Isolated converters can also be classified as: operational or functional where there’s an isolated output but not fault protection; basic, with only single-fault protection; and, reinforced with 2X insulation for greater fault protection.

Other key characteristics of DC-DC converters include:

  • Current rating: The maximum value of current that can be provided to a load on a sustained basis.
  • Temperature rating: Ambient conditions and heat created during operations can combine to create relatively high temperatures. The temperature rating involves what can be tolerated during operation under full load without causing damage or component failure.
  • Ripple voltage: It can be important to consider the waveform artifact of an AC source, which can lead to a ripple voltage at the converter output. The resulting voltage fluctuations and potentially current fluctuations may impact the efficiency and longevity of circuits and components using that power.

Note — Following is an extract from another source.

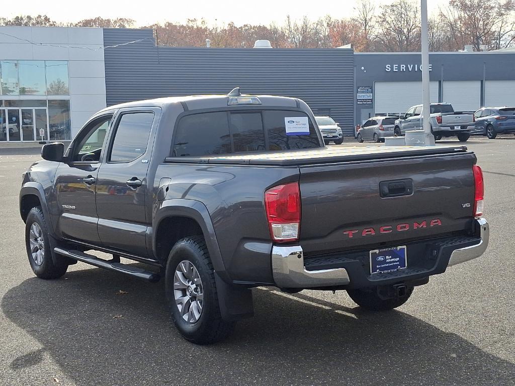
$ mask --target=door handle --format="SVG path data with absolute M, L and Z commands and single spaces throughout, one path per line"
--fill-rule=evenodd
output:
M 96 179 L 92 176 L 88 176 L 85 178 L 82 179 L 82 182 L 88 186 L 91 186 L 92 185 L 96 182 Z
M 130 180 L 125 183 L 127 186 L 131 189 L 137 189 L 143 184 L 141 180 L 139 180 L 137 177 L 132 177 Z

What are the Major Challenges with DC-DC Conversion?

  • RF noise: Switching converters have a bad habit of emitting RF at the switching frequency and its harmonics. How much of a problem it becomes depends on the converter’s proximity to RF-sensitive circuits as well as the strength of the RF and whether it’s sufficient to run afoul of regulations.
  • Safety: Certain DC-DC converters can decrease input voltages by hundreds of volts. If, for some reason, the converter fails, the input voltage can become deadly for operators or patients (in the case of medical devices). Therefore, converters must have sufficient electrical insulation between the primary and secondary circuits.

Selecting or designing a DC-DC converter is important in any application. It’s particularly the case in an EV, where the right design can have a positive impact on vehicle performance, overall efficiency, safety, and reliability.